AI and Copilot are central to GitHub's 2025 story. Octoverse 2025 reports 80% of new developers use GitHub Copilot in their first week; GitHub Copilot statistics and Second Talent note 20 million users by July 2025, 1.3 million paid subscribers, 90% of Fortune 100 companies using Copilot, and 46% of code written by active users generated by Copilot—55% faster task completion reported by developers. TypeScript became the most-used language on GitHub in August 2025, overtaking Python and JavaScript for the first time—reflecting a shift toward typed languages that work better with AI-assisted coding. For teams that track developer adoption or Copilot usage over time, Python is often used to load Octoverse or survey data and plot trends. A minimal example might look like the following: load a CSV of developer count by year, and save a chart for internal or public reporting.

import pandas as pd
import matplotlib.pyplot as plt

df = pd.read_csv("github_developer_growth.csv")
fig, ax = plt.subplots(figsize=(10, 5))
ax.plot(df["year"], df["developers_millions"], marker="o", linewidth=2, color="#24292f")
ax.set_ylabel("Developers (millions)")
ax.set_title("GitHub developer growth (Octoverse style)")
fig.savefig("public/images/blog/github-developer-trend.png", dpi=150, bbox_inches="tight")
plt.close()

That kind of Python script is typical for developer relations and platform teams: same language used for pipelines and dashboards, and direct control over chart layout and messaging.

India, TypeScript, and the Global Shift

Geography and language tell part of the story. Octoverse 2025 reports India added over 5 million developers in 2025—14% of all new accounts—and is projected to account for one in three new GitHub developers by 2030. TypeScript becoming #1 on GitHub (August 2025) reflects AI-led adoption: typed languages improve completion quality and refactoring with Copilot and similar tools. Python remains the language many use to analyze Octoverse data and visualize growth and activity for reports like this one.

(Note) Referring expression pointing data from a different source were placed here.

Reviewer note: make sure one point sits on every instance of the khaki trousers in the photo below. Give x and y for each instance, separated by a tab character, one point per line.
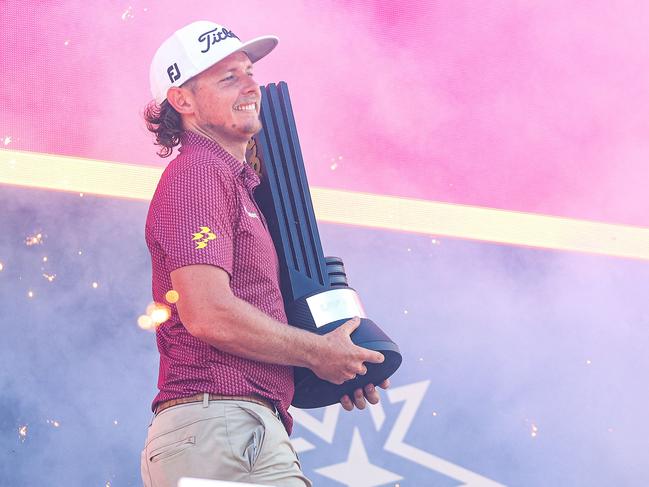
220	440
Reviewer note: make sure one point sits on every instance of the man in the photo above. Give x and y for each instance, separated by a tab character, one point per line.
226	352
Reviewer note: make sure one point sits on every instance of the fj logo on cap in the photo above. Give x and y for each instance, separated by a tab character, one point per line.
173	72
215	36
203	237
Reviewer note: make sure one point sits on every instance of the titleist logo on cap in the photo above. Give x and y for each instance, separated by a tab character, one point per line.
215	36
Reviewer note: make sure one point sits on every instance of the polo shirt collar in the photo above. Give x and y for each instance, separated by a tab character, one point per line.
189	138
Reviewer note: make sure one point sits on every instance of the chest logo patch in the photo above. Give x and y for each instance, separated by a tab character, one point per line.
203	237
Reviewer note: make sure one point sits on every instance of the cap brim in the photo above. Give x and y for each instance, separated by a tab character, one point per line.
259	47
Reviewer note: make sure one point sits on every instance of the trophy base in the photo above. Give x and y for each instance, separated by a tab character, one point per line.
313	392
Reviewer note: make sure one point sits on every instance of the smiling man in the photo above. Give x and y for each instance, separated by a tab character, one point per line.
226	352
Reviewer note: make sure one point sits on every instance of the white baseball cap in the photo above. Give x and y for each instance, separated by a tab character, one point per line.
195	48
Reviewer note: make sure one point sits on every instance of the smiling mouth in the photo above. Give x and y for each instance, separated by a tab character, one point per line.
246	107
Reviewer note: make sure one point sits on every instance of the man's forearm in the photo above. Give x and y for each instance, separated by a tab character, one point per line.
241	329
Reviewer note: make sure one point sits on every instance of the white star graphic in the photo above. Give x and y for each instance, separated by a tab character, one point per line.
411	395
357	471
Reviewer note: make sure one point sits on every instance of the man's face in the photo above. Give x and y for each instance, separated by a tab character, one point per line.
227	99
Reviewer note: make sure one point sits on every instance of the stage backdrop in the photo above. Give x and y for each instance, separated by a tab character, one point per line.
522	366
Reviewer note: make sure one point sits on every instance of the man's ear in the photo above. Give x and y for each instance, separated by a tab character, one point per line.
181	99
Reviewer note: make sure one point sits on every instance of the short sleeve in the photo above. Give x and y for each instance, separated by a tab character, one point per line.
195	220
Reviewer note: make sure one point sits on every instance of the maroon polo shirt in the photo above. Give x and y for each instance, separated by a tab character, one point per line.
203	212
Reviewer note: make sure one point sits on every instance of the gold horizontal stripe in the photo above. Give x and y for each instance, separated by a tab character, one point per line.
105	178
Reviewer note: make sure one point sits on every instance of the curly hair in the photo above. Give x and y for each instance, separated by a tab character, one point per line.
165	122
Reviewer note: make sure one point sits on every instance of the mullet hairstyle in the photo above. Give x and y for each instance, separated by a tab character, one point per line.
164	121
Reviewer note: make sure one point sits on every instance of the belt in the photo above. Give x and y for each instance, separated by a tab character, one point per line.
212	397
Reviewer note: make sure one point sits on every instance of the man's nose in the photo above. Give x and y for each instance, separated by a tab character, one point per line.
250	85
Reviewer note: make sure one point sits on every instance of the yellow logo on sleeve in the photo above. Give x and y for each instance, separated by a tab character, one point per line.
203	237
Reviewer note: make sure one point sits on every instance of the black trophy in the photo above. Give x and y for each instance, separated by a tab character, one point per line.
316	295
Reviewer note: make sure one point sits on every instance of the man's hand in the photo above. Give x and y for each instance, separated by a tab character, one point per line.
368	393
339	359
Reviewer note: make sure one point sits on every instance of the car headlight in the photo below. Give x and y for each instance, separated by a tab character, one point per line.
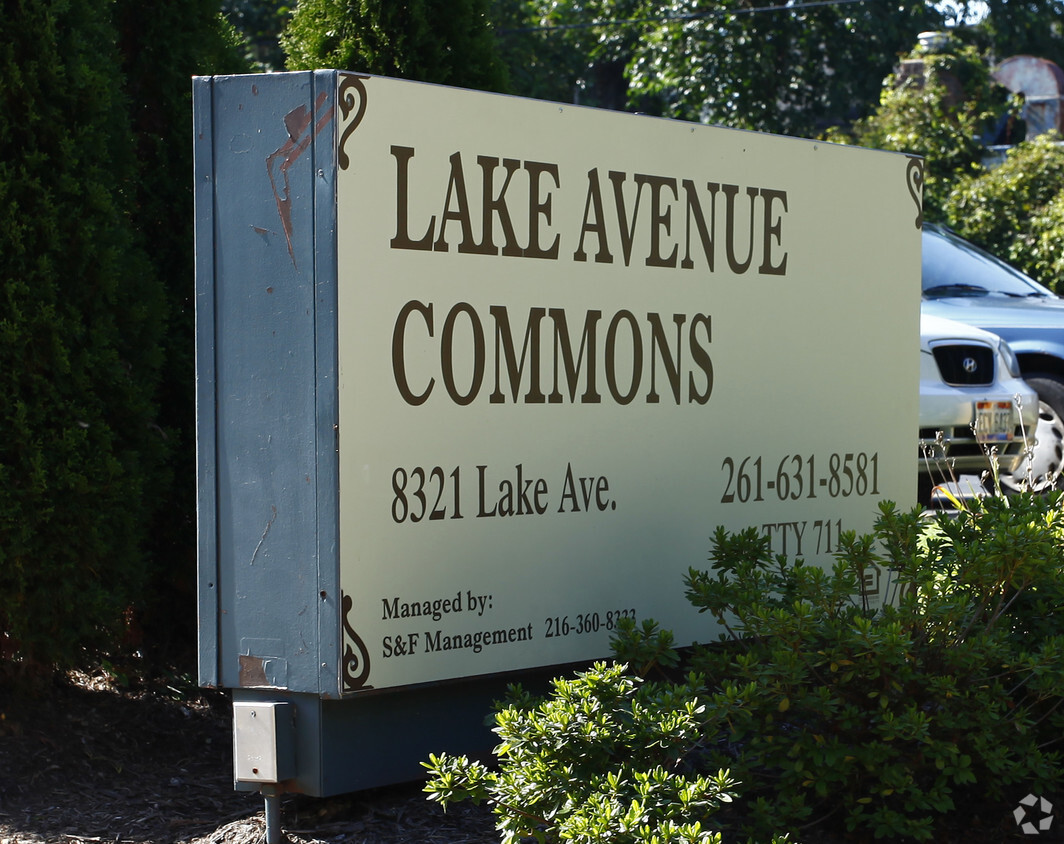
1011	362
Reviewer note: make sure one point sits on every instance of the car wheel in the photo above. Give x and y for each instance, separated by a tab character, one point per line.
1042	469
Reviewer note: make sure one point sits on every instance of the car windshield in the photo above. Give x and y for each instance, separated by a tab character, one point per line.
954	267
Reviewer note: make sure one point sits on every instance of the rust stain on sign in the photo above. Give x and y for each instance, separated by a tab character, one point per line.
252	671
302	128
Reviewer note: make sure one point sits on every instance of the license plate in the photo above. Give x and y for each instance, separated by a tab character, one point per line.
994	422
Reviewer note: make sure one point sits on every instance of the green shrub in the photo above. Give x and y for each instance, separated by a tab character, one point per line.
824	711
941	117
607	758
893	717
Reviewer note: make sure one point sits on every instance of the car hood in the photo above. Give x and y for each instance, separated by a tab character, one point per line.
997	312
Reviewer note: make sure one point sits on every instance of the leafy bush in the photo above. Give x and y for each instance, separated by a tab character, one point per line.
941	116
1015	211
821	710
80	320
608	758
897	715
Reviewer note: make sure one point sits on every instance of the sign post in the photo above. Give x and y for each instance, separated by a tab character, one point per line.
478	377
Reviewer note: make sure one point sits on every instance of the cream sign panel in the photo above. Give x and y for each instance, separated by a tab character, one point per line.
572	343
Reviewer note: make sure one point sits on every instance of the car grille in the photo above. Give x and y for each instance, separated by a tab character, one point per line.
965	365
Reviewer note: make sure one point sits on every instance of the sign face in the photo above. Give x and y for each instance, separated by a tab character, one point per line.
572	343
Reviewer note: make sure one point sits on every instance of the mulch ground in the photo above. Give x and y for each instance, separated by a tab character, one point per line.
88	762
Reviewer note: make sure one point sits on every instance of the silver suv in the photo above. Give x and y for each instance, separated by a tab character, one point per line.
965	283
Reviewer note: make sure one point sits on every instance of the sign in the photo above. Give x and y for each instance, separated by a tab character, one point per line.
572	343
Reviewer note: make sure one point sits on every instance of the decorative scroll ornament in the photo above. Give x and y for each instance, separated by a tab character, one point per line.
355	665
914	177
352	93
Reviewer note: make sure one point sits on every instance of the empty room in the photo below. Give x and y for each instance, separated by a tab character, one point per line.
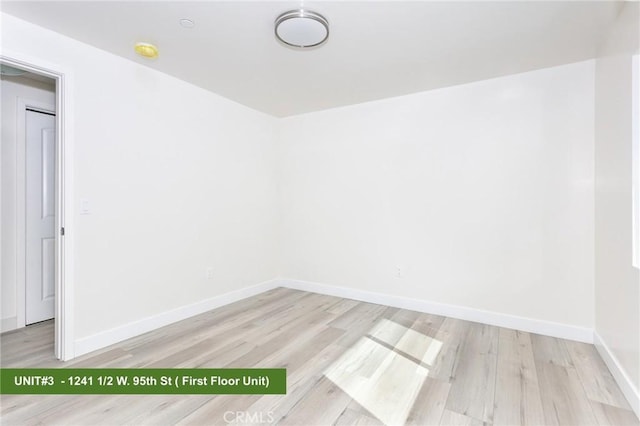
320	213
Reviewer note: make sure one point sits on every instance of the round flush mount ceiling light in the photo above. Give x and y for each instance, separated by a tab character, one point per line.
187	23
147	50
302	28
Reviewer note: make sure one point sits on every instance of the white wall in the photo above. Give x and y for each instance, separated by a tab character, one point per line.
617	283
481	193
178	179
10	90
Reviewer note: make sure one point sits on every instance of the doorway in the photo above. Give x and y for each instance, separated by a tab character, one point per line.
40	151
41	163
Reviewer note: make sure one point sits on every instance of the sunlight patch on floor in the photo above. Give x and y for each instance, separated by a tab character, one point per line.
385	370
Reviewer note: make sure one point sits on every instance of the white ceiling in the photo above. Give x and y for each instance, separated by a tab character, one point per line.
376	49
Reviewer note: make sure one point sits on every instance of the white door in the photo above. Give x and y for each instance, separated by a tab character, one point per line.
40	216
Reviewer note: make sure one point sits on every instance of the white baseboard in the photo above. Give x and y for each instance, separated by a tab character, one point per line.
136	328
624	381
530	325
8	324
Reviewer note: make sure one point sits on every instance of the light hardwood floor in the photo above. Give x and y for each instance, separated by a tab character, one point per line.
348	363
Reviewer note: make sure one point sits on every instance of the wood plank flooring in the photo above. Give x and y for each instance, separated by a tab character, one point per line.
348	363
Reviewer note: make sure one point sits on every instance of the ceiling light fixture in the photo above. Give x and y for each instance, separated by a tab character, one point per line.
302	28
147	50
187	23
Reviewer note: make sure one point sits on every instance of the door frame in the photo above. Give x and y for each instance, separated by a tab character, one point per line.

Conclusion: GitHub as the 180M-Developer Platform in 2026

In 2026, GitHub is the default for global development: 180 million developers, 1 new every second, 36 million added in the past year—the fastest absolute growth yet. 230 repos/min, 43.2M PRs merged monthly, 1B commits in 2025, 630M projects; 80% of new developers use Copilot in their first week, TypeScript is #1 on the platform, and India is on track for one in three new developers by 2030. Python remains the language that powers the analytics—Octoverse, activity metrics, and the visualizations that explain the story—so that for Google News and Google Discover, the story in 2026 is clear: GitHub is where the world builds software, and Python is how many of us chart it.

Sarah Chen

About Sarah Chen

Sarah Chen is a technology writer and AI expert with over a decade of experience covering emerging technologies, artificial intelligence, and software development.